How To Make Dill Pickle Soup


I have never made such a quick and straightforward soup, until this dill pickle soup. It’s incredibly easy and tastes fantastic. The best part of this is if you let it cool, it tastes exactly like McDonald’s ‘Big Mac’ sauce and would be great on a bunless burger.



1 tablespoon butter

1 teaspoon minced garlic

1 teaspoon dried parsley

1 stalk celery, chopped

½ small onion, chopped

90 grams finely chopped dill pickle

½ cup pickle juice

¼ cup chicken broth

1 cup heavy whipping cream

3 tablespoons olive oil

½ teaspoon xanthan gum

½ cup crumbled bacon

½ cup shredded cheddar cheese



1. In a deep pot, heat up the butter and minced garlic.


2. Add in your parsley, celery, onions and chopped pickles, sauteing for 5 minutes.

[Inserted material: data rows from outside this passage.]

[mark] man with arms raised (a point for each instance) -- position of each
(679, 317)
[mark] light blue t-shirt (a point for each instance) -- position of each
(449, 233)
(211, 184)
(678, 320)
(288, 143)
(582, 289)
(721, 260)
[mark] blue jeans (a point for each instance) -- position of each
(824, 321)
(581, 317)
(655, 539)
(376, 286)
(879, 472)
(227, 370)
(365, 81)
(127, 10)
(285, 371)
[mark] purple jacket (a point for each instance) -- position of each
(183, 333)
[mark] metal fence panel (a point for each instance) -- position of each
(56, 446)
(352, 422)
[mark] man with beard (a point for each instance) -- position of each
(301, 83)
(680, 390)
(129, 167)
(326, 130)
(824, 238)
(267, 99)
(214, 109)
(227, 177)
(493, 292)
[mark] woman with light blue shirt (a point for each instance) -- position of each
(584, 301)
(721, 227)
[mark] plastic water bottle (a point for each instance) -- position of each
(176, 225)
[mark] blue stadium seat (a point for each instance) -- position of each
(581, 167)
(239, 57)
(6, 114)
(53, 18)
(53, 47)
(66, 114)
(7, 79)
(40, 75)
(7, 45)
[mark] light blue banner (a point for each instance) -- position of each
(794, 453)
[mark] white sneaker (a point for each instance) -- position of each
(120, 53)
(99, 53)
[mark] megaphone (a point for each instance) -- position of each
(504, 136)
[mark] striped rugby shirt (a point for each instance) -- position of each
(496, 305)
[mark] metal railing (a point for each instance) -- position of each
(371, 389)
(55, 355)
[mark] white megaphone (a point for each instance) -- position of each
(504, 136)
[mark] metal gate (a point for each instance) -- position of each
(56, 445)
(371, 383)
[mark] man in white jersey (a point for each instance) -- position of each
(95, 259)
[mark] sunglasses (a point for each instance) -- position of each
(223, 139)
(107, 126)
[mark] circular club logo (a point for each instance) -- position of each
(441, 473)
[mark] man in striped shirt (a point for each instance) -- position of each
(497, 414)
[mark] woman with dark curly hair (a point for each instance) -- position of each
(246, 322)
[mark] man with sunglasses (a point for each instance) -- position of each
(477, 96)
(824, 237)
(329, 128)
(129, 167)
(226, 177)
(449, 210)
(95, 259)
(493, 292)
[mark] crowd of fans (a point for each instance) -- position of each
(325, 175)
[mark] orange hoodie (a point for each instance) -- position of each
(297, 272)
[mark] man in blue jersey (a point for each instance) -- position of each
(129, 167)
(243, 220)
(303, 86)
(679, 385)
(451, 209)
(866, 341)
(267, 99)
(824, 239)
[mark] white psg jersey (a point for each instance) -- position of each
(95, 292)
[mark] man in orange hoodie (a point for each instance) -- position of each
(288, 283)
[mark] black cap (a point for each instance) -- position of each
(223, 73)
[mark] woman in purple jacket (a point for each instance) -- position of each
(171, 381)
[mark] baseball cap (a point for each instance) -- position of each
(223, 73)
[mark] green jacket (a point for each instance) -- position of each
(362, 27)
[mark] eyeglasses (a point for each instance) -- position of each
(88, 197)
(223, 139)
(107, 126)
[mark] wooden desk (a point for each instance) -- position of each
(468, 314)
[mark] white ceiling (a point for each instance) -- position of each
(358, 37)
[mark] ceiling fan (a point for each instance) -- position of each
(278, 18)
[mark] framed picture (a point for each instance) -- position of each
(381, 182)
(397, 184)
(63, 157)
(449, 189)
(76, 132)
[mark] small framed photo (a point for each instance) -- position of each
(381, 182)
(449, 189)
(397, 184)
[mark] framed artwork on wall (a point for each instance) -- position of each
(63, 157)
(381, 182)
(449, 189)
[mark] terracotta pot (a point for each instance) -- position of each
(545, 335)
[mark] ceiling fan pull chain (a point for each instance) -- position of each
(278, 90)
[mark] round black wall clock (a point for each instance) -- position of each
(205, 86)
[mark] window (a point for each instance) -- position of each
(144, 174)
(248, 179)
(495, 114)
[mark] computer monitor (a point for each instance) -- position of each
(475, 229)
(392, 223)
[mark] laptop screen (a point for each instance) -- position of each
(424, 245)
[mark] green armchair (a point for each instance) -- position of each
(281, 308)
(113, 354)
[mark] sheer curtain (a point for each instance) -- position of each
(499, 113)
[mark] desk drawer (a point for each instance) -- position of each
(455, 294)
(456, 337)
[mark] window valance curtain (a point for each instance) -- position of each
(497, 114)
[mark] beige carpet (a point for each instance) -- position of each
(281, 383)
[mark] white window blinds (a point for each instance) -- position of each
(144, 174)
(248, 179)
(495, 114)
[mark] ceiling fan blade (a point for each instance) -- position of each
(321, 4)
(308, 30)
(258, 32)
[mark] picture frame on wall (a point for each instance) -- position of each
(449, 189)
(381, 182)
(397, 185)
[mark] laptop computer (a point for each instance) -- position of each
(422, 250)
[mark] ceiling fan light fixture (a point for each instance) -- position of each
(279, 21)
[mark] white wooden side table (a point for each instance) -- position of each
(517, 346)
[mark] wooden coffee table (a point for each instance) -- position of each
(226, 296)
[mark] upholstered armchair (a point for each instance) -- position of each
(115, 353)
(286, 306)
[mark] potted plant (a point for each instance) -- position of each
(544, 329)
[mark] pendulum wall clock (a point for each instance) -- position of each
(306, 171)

3. Pour in your pickle juice, chicken broth and heavy cream. Bring to a boil.


4. In a separate smaller bowl, quickly stir together your olive oil and xanthan gum. Immediately pour it into the soup.


5. Stir frequently until the soup begins to thicken.


6. Mix in your bacon bits and cheddar cheese.


7. Serve!


This makes a total of 4 servings of Dill Pickle Soup. Each serving comes out to be 517.5 Calories, 49.83g Fats, 3.94g Net Carbs, and 14.09g Protein.